How to Make a Ken Loach Film is an interactive film whose audience can choose its length and composition.
At first, a film of about forty minutes examines the practical details involved in Ken Loach's work by following the making of his latest film, I, Daniel Blake. We accompany him as he works with his main collaborators and actors, from writing to casting, from shooting to editing, right up to the movie's presentation in Cannes.
At 10 key moments, we offer the audience the chance to discover principles and past experiences that underlie this process. They can choose to add sequences made up of interviews with Ken Loach and his prior collaborators, as well as film excerpts. The main film is then enhanced by stories about his political activism, the art of casting, his shooting principles, his relationship with realism, his tricks for surprising his actors and capturing that moment, sometimes verging on manipulation, those instants when you can no longer tell reality from fiction…
How to Make a Ken Loach Film offers the audience the possibility of creating their own film according to what they are most interested in. They can choose to insert as many sequences as they want into the main film, thus creating their own path, their own film, between practice and theory, past and present.
Emmanuel Roy, director
Emmanuel Roy is as much of a geek as he is a director, editor, and narrator. His last projects were steeped in the web, interactivity, and political activism: Nos Chers Paradis (broadcast by Arte in November 2015 and co-directed by Blandine Grosjean) or La part du feu (released in movie theaters in November 2013). He didn't hesitate when we asked him to become immersed in Loach's life and give an account of his films and his relationship with reality.

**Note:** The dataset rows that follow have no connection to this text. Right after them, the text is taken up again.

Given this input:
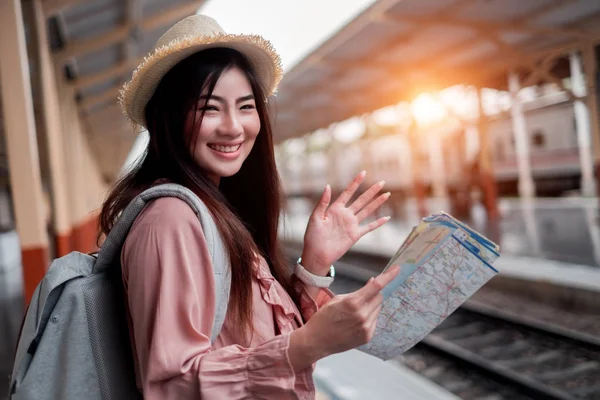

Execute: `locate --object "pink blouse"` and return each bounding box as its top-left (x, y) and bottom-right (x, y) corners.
top-left (121, 198), bottom-right (333, 400)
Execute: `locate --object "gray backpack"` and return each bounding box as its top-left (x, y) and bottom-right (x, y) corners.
top-left (9, 184), bottom-right (231, 400)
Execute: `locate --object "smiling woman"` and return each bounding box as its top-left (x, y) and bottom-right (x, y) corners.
top-left (186, 67), bottom-right (260, 184)
top-left (96, 15), bottom-right (397, 399)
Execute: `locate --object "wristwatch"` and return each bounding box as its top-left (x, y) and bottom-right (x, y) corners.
top-left (294, 257), bottom-right (335, 288)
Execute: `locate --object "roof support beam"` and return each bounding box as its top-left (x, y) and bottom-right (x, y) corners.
top-left (54, 0), bottom-right (204, 64)
top-left (385, 15), bottom-right (588, 38)
top-left (71, 58), bottom-right (143, 90)
top-left (79, 85), bottom-right (121, 113)
top-left (42, 0), bottom-right (84, 17)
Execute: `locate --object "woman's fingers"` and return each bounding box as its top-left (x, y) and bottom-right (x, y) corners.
top-left (356, 192), bottom-right (391, 223)
top-left (335, 171), bottom-right (367, 206)
top-left (348, 181), bottom-right (385, 214)
top-left (313, 185), bottom-right (331, 219)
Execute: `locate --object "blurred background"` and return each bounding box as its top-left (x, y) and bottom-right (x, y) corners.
top-left (0, 0), bottom-right (600, 399)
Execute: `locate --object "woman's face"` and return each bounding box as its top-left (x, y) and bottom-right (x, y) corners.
top-left (186, 67), bottom-right (260, 185)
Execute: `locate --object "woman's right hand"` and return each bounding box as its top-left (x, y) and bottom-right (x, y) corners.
top-left (289, 266), bottom-right (400, 371)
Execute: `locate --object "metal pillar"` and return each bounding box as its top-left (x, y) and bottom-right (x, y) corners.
top-left (569, 51), bottom-right (596, 196)
top-left (33, 0), bottom-right (71, 256)
top-left (508, 72), bottom-right (535, 198)
top-left (408, 123), bottom-right (427, 218)
top-left (582, 43), bottom-right (600, 205)
top-left (477, 91), bottom-right (500, 220)
top-left (0, 0), bottom-right (49, 301)
top-left (427, 130), bottom-right (448, 198)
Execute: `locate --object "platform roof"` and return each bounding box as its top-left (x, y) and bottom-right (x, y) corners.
top-left (42, 0), bottom-right (600, 181)
top-left (275, 0), bottom-right (600, 141)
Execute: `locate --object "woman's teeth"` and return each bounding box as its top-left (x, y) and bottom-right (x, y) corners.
top-left (208, 143), bottom-right (242, 153)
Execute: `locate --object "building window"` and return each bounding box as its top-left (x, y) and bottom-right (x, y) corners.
top-left (531, 129), bottom-right (546, 149)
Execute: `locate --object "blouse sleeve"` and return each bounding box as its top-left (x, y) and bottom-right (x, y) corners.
top-left (122, 198), bottom-right (295, 400)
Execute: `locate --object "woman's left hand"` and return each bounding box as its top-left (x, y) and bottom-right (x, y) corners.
top-left (302, 171), bottom-right (390, 276)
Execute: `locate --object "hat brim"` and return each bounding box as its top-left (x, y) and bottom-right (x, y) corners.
top-left (119, 34), bottom-right (283, 128)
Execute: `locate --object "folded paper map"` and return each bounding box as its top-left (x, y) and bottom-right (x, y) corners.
top-left (359, 212), bottom-right (500, 360)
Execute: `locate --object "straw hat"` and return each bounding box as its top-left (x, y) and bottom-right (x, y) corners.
top-left (119, 14), bottom-right (283, 127)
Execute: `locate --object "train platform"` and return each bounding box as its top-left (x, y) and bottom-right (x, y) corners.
top-left (282, 198), bottom-right (600, 311)
top-left (314, 350), bottom-right (459, 400)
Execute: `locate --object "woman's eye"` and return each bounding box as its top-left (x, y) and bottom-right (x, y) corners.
top-left (198, 106), bottom-right (219, 111)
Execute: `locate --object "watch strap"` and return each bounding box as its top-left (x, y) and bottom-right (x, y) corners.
top-left (294, 258), bottom-right (335, 288)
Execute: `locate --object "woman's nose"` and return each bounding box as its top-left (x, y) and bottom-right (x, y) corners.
top-left (221, 114), bottom-right (244, 136)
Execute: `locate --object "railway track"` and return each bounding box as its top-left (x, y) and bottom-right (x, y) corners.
top-left (284, 244), bottom-right (600, 400)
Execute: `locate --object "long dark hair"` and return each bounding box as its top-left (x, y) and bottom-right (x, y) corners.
top-left (100, 48), bottom-right (298, 335)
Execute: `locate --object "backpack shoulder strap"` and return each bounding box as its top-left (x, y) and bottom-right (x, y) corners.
top-left (93, 183), bottom-right (231, 340)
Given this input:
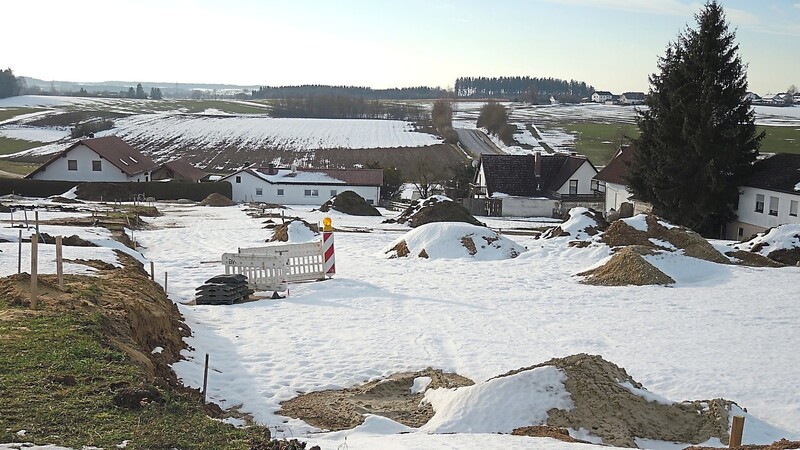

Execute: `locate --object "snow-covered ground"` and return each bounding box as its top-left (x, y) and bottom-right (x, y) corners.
top-left (0, 199), bottom-right (800, 449)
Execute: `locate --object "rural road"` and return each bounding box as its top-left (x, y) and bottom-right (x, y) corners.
top-left (455, 128), bottom-right (503, 159)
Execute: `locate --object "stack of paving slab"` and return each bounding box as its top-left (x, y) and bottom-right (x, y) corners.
top-left (195, 274), bottom-right (254, 305)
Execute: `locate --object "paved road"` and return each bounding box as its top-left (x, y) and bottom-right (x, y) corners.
top-left (455, 128), bottom-right (503, 159)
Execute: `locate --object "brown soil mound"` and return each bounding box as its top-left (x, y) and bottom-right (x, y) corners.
top-left (501, 354), bottom-right (731, 447)
top-left (603, 214), bottom-right (730, 264)
top-left (319, 191), bottom-right (381, 216)
top-left (267, 218), bottom-right (319, 242)
top-left (578, 246), bottom-right (675, 286)
top-left (725, 250), bottom-right (783, 267)
top-left (278, 368), bottom-right (474, 431)
top-left (0, 252), bottom-right (190, 386)
top-left (200, 192), bottom-right (236, 206)
top-left (385, 197), bottom-right (486, 228)
top-left (684, 439), bottom-right (800, 450)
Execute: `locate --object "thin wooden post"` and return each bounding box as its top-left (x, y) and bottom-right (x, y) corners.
top-left (17, 232), bottom-right (22, 274)
top-left (728, 416), bottom-right (744, 448)
top-left (203, 353), bottom-right (208, 404)
top-left (31, 234), bottom-right (39, 309)
top-left (56, 235), bottom-right (64, 289)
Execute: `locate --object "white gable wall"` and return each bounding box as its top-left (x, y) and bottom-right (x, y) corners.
top-left (556, 161), bottom-right (597, 195)
top-left (33, 144), bottom-right (144, 182)
top-left (225, 172), bottom-right (381, 206)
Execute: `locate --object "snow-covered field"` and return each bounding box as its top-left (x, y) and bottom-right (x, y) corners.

Louise Osmond, interviews and original film director
Director Louise Osmond started her career as a journalist before moving into documentaries. Her recent work includes Dark Horse, winner of the International Documentary Audience Award at Sundance 2015 and BIFA for Best Documentary. Other work includes the BAFTA-nominated, RTS-winning Richard III – The King in the Car Park; Deep Water, selected for Telluride, winner of a Grierson Award and Best Documentary at the Rome Film Festival and The Beckoning Silence, winner of an International Emmy and the Grand Jury Prize at the Banff Mountain Film Festival and the New Zealand Mountain Film Festival.